Unfortunately, not many people do understand the risks. The jury is still out as to whether they are actually on heroin. We will know when the drug tests come backWink

American Markets

All three major indexes finished in the black this week with the Nasdaq 100 lagging. Here is a summary:

  Nasdaq 100 S&P500

Dow

December 31, 2007
2,085 1,468 13,246
February 1, 2008
1,855 1,395 12,743
Week 3.69% 4.87% 4.39%
YTD -11.03% -4.97% -3.80%
 

 
50 day MA 1993 1429 12973
% over / under -6.92% -2.38% -1.77%
 

 
200 day MA 1,993 1,484 13,362
% over/under -6.92% -6.00% -4.63%


Two of the really hot areas to speculate this week were the monolines and the home builders. Ambac (ABK) gained a solid 14% on rumours it will be bailed out by a group of banks. According to the NY Times, things are looking so good at Ambac that cash bonuses were awarded management. MBIA (MBI) was up on similar rumours.The homebuilders as a group defied logic and rose in the face of a deepening housing slump. Although I suspect widespread heroin use, misplaced optimism and momentum traders are more likely culprits.

Canada

Taking its' cue from the American markets, the TSX was up 3.28% for the week. The financials led the rise with the energy and gold sectors following the price of oil and gold lower. Goldcorp (G.TO) announced it was selling its' stake in Silver Wheaton (SLW.TO) this week for about $1.5 billion. Although the company said it was to raise cash to develop existing deposits, I would not be surprised if they announced an acquisition or two in the upcoming months.

SunTzu


Monolines are a joke

When it comes to a bailout, I doubt anyone is trying to bail out the monolines. They just want to make sure their structured finance dream doesn't end. MBI and ABK are holding companies of the insurers. I haven't done any research on this (note well), but if the banks take the insurance business off of MBI and ABK's books, my guess is that the holding companies (ABK, MBI) will be left with nearly 0 revenue and a handfull of worthless subprime CDOs/ABSs. I'm not sure why anyone would invest unless the banks plan on paying more than those insurance subsidiaries are worth ($0). No one really wins here (maybe Buffett does) because, as I have written before, the banks will effectively be insuring themselves and the holding companies will lose their primary business. Everything still looks bad to me.
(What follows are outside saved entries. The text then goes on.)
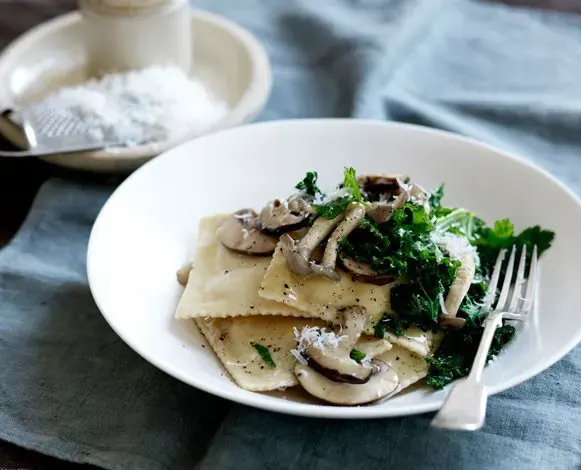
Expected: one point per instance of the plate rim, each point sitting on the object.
(303, 409)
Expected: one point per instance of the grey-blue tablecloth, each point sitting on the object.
(70, 388)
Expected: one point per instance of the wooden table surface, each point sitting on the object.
(20, 179)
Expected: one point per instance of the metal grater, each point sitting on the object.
(51, 131)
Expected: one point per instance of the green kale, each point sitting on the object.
(309, 184)
(350, 183)
(455, 355)
(436, 199)
(337, 206)
(357, 355)
(264, 353)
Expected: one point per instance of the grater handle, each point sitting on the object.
(40, 152)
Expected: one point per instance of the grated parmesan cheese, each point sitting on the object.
(457, 246)
(314, 336)
(148, 105)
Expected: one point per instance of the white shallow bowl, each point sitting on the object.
(228, 60)
(148, 228)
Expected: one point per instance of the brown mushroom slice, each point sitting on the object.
(354, 319)
(240, 233)
(183, 274)
(328, 264)
(336, 366)
(298, 253)
(383, 382)
(362, 272)
(335, 363)
(419, 196)
(278, 216)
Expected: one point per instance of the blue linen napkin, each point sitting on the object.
(70, 388)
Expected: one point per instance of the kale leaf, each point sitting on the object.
(334, 208)
(357, 355)
(337, 206)
(264, 353)
(309, 184)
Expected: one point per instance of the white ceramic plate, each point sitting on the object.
(228, 60)
(148, 229)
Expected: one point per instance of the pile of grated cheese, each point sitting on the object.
(148, 105)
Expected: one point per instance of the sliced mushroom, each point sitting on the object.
(327, 267)
(382, 188)
(335, 363)
(381, 384)
(448, 322)
(418, 195)
(298, 253)
(387, 193)
(457, 292)
(278, 216)
(362, 272)
(183, 274)
(240, 233)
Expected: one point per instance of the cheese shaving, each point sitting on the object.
(317, 337)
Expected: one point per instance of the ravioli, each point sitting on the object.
(226, 284)
(422, 343)
(322, 297)
(409, 367)
(231, 339)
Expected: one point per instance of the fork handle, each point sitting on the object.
(465, 407)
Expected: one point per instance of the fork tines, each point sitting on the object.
(519, 305)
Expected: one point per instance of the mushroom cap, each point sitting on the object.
(240, 233)
(278, 217)
(362, 272)
(335, 363)
(383, 382)
(338, 368)
(381, 188)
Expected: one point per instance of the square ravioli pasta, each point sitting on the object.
(232, 340)
(223, 283)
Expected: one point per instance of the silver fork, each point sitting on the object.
(465, 407)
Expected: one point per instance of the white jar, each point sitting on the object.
(123, 35)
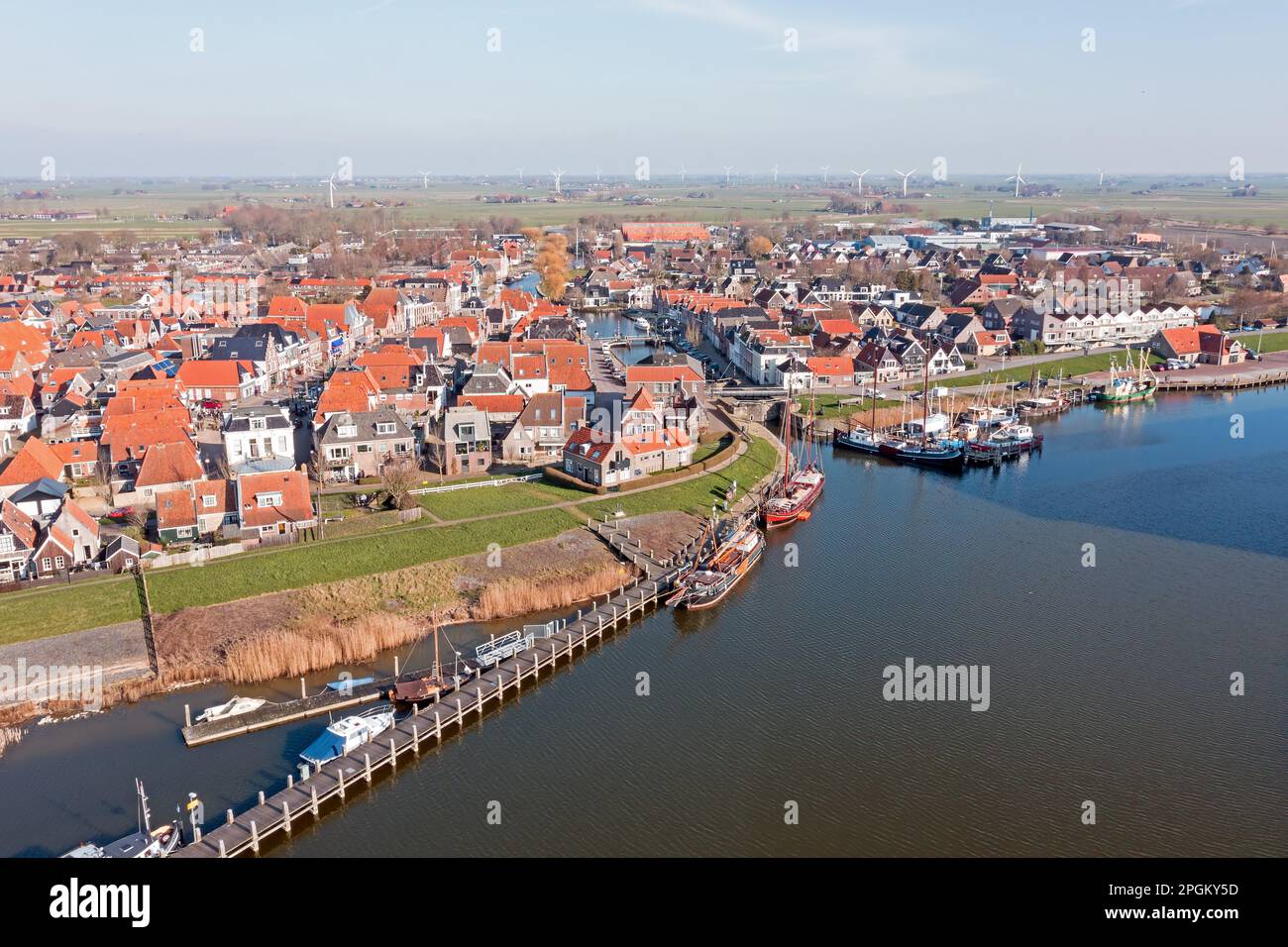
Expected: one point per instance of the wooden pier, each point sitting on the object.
(423, 728)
Someone please comment on this to confirm or correct my guess about the structure of monoline holding companies.

Monolines

Smtkr,

You have it bang on. MBI and ABK are holding companies and the insurance is done through subsidiaries. I think the key is the credit rating. Most of the banks do not have triple A and if they take over the insurance, the underlying debt gets downgraded. This leads to more write-offs and higher borrowing costs for the debt.

Something obscene like 75% of American corporate debt is rated as junk. They avoid the higher borrowing costs by having the debt insured. If the monolines get downgraded, corporate borrowing costs will rise and deal flow on Wall Street will shrink. I think this is what the banks want to avoid. That is just one man's opinion though.